Expat Software
A laptop, some ideas, and a one-way ticket.
 
 

Monday, November 05, 2007

Roll your own Web Stats for Amazon S3

Edit:
Web Log Analysis and Statistics for Amazon S3
Web Stats for Amazon S3
This was written before we launched S3stat, a service that parses your Amazon S3 server access logs and delivers usage reports back to your S3 bucket.

So if you're not interested in the technical details, and just want web stats for your S3 account, you can head over to www.S3stat.com and save yourself a bunch of hassle.

Amazon's Simple Storage Service (S3) is a great content delivery network for those of us with modest needs. It's got all the buzzwords you could possibly want: geo-targeted delivery, fully redundant storage, guaranteed 99.9% uptime, and a bunch of other stuff that you could never pull off on your own. And it's dirt cheap.

Of course, there's always a catch, and in S3's case you'll soon find that your $4.83 a month doesn't buy you much in the way of reports. With some digging around at Amazon's AWS site, you can find out how much you were charged last month, but that's about it. (OK, If you're persistent, you can download a CSV report full of tiny fractions of pennies that, when added together, tell you how much you were charged last month.)

The Motivation

I love my web statistics. I'm up and waiting at 12:07am every morning for the nightly Webalizer job to run so that I can see how many unique visitors came in to Blogabond today (1227), and what they were searching for (tourist trap in Beijing). I've been hosting my user's photos out at S3 for a few months now, and though I've watched my bandwidth usage drop through the floor, I've also been missing my web stats fix for all those precious pageviews. Something had to be done. I started digging around through Amazon's AWS docs.
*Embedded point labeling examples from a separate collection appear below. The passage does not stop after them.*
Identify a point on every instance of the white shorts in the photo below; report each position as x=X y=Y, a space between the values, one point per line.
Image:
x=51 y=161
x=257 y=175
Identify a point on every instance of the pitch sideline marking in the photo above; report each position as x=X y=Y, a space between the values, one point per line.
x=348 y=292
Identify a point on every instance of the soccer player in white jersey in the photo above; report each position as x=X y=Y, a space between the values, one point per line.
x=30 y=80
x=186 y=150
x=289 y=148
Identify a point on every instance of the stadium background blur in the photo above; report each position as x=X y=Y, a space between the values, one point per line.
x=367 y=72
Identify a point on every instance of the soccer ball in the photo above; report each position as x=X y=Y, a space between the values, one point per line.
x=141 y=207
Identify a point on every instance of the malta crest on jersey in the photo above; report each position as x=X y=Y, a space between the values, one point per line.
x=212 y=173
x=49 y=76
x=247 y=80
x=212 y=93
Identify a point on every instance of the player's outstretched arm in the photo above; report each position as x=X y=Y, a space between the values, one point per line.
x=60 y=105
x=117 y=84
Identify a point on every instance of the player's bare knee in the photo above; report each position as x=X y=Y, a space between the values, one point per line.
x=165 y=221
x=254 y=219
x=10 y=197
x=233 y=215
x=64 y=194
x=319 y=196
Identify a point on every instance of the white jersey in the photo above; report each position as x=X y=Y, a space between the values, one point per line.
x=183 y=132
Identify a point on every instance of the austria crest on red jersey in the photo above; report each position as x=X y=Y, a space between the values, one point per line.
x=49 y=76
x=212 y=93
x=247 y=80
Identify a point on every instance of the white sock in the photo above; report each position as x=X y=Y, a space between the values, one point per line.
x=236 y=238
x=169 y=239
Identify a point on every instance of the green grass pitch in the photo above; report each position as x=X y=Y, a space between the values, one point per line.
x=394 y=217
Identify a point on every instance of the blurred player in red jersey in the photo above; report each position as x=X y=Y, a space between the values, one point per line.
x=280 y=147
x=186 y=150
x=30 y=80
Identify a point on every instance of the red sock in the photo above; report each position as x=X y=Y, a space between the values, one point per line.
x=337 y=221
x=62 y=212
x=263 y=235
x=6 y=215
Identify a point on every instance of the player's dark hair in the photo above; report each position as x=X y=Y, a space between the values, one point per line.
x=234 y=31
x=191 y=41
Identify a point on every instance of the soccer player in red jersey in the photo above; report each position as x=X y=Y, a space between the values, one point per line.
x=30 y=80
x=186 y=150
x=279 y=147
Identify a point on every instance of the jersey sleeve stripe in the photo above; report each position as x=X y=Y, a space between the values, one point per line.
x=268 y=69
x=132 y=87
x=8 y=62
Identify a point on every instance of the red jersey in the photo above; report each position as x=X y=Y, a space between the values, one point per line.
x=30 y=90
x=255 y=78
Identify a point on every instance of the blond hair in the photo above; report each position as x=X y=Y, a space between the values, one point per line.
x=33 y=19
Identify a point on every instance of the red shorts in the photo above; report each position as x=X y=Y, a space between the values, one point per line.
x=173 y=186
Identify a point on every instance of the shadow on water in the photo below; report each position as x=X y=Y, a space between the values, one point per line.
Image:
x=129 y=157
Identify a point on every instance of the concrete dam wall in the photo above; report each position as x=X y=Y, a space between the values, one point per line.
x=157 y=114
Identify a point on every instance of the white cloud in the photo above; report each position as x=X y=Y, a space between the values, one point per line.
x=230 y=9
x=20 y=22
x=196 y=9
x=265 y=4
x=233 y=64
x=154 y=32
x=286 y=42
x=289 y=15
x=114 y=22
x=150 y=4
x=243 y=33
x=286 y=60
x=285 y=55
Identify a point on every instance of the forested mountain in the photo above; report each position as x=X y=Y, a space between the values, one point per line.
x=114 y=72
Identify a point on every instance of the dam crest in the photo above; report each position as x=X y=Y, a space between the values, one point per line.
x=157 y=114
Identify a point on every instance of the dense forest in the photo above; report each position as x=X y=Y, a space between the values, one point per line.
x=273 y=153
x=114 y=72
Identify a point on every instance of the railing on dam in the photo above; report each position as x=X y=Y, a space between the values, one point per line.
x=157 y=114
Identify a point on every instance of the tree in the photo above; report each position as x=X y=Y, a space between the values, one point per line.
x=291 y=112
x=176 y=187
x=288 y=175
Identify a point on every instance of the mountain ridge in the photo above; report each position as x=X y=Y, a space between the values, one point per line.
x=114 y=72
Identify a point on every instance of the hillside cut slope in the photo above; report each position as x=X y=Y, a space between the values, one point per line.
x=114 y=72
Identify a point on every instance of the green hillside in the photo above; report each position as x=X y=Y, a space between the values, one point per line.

It turns out that you can actually get detailed usage logs out of S3, and if you're willing to suffer through some tedium, you can even get useful reports out of them.

Setting it up

Turning on Server Access Logging is just about the easiest thing that you can do in S3. If you've ever tried to use Amazon's APIs, you can translate that to mean that it's hard. It takes two steps, and unless you're looking at a Unix command prompt, you'll need to write some custom code to pull it off. Here's what you do:

1. Set the proper permissions for the bucket you'd like to log. You'll need to add a special Logging user to the Access Control List for the bucket, and give that user permission to upload and modify files.

2. Send the "Start Logging" command, including a little XML packet filled with settings for your bucket.

The nice people at Amazon have put together a simple 4 page walkthrough that you can follow to accomplish the above. I've run through it, and it works as advertised

Parsing the logs

Now we're getting to the fun part. Remember above where we noted that S3 has servers living all over the world delivering redundant copies of your content to users in different countries? Well now we get to pay the price for that. You see, Amazon sort of punted on the issue of how to put all those server logs back together into something you can use. Instead, every once in a while, each server will hand you back a little log fragment containing anywhere between 1 and 1,000,000 lines of data. Over a 24 hour period, you can expect to accumulate about 200 files, ordered roughly by date but overlapping substantially with one another.

So, now in order to get a single day's logs into a usable form, we get to:

3. Download the day's logs. This is simple enough, as the S3 Rest API gives us a nice ListBucket() method that accepts a file filter. We can ask for, say all files that match the pattern "log/access_log-2007-10-25-*", and download each file individually. We'll end up with a folder containing something like this:

10/30/2007  02:13 PM            21,380 access_log-2007-10-25-10-22-37-2C695527C7FEAEE5
10/30/2007  02:13 PM            19,653 access_log-2007-10-25-10-22-37-8FFF80109E278103
10/30/2007  02:13 PM            15,829 access_log-2007-10-25-10-23-24-D97886677E5A8670
10/30/2007  02:13 PM           185,195 access_log-2007-10-25-10-24-11-7F5172BFA139167D
10/30/2007  02:13 PM            94,795 access_log-2007-10-25-10-27-14-3EDC4E89A03E96EB
10/30/2007  02:13 PM             3,812 access_log-2007-10-25-10-32-20-DD96FC8F8B880232
10/30/2007  02:13 PM           121,863 access_log-2007-10-25-10-33-59-A44E699EE741CEF7
10/30/2007  02:13 PM            51,315 access_log-2007-10-25-10-39-52-313F98B8F52AA150
10/30/2007  02:13 PM            34,984 access_log-2007-10-25-11-18-37-DE9AB5D324881BC2
10/30/2007  02:13 PM             8,451 access_log-2007-10-25-11-22-16-BC5BCE4A49C4EC44
10/30/2007  02:13 PM            10,271 access_log-2007-10-25-11-22-54-54F77DE85AD20F84
10/30/2007  02:13 PM            14,949 access_log-2007-10-25-11-23-28-08D3DED923404EA5

4. Transform columns from S3's Server Access Log Format into the more useful Combined Logfile Format. In the Unix world, we could easily pull this off with sed. In this case though, we might actually want to process each line by hand, since we still need to...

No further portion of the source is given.